Resta invece inamovibile il no bipartisan dell’Italia, che esclude l’utilizzo del suo materiale militare per colpire il territorio russo e l’invio di soldati in Ucraina. Il portavoce del dipartimento di Stato Matthew Miller ha ribadito per il momento che “la politica Usa è quella di non incoraggiare né consentire attacchi al di fuori dei confini dell’Ucraina”. Ma la questione è ben più complicata, secondo le ricostruzioni dei media americani: il segretario di Stato Antony Blinken sarebbe infatti favorevole ad una revoca mirata del veto, per consentire di colpire almeno le basi vicino al confine da dove partono i missili russi. Contrari sarebbero invece il consigliere per la Sicurezza nazionale Jake Sullivan e, ad ora, il commander in chief in persona.

Le indiscrezioni giungono a poche ore dalla ministeriale Esteri della Nato in programma giovedì a Praga, dove i Paesi più inclini a “fare di più” per Kiev proveranno a convincere i più cauti a “rimuovere le restrizioni” sull’uso delle armi, secondo fonti dell’Alleanza. Sarebbero almeno dieci gli Stati favorevoli: il Regno Unito è stato il primo ad annunciare che l’Ucraina ha il diritto di colpire basi militari su suolo russo con armi britanniche. Il presidente francese Emmanuel Macron, mappa alla mano, ha chiesto di autorizzare l’Ucraina a colpire “in Russia” le postazioni da cui viene attaccata, mentre si prepara ad annunciare l’invio di “istruttori” in Ucraina, quasi certamente alle celebrazioni del D-Day accanto a Zelensky.

arsavia ha già precisato che “non ci sono restrizioni sulle armi polacche fornite all’Ucraina”, e anche Stoccolma – che ha annunciato aiuti militari per 1,16 miliardi di euro all’Ucraina – non è contraria all’uso delle armi svedesi in Russia.
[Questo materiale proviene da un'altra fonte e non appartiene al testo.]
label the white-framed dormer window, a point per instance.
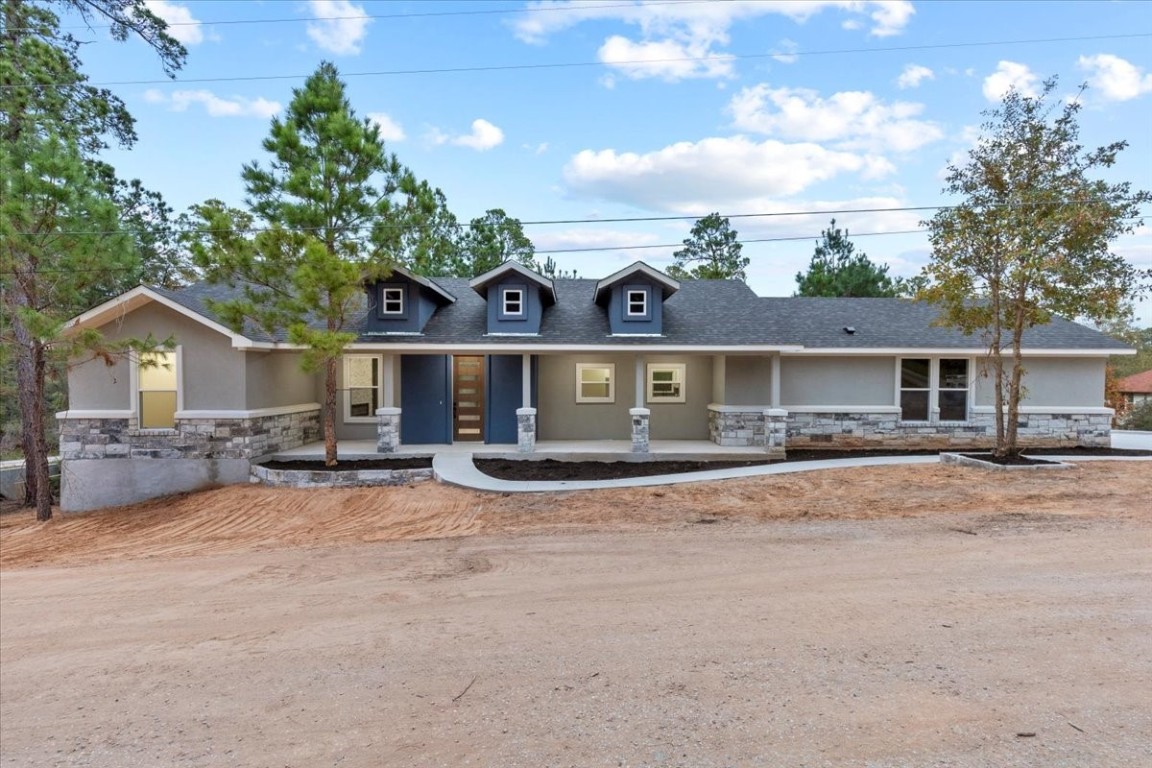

Della stessa idea sono Repubblica Ceca, Olanda e i Baltici. Per ultime, anche la Finlandia e il Canada hanno dato luce verde all’uso delle loro armi su suolo russo. La cordata dei favorevoli vede l’endorsement del segretario della Nato Jens Stoltenberg, che a Praga proverà a far sentire le loro ragioni. L’idea non è quella di favorire “un’escalation”, assicura una fonte atlantica.

Ma sarà difficile abbattere il muro dei contrari, tra questi l’Italia, con il ministro degli Esteri Tajani che da giorni ribadisce come il materiale militare italiano in Ucraina non potrà mai essere usato oltre confine. Più duro il vicepremier Matteo Salvini che senza mezzi termini ha attacco le “idee folli” da parte di Macron e anche del cancelliere tedesco Olaf Scholz, che in realtà non si è espresso a favore dell’uso delle munizioni tedesche in Russia ma non ha nemmeno bocciato l’idea, parlando invece di “accordi confidenziali” sulle armi tra Kiev e Berlino e di necessità di “rispettare il diritto internazionale”. Contro la posizione di Parigi si è espressa anche la segretaria del Pd Elly Schlein, mentre per il leader M5s Giuseppe Conte l’Europa “è già in guerra” e le parole di Macron e Scholz sono “uno schiaffo” alla prudenza richiesta dalla premier Giorgia Meloni.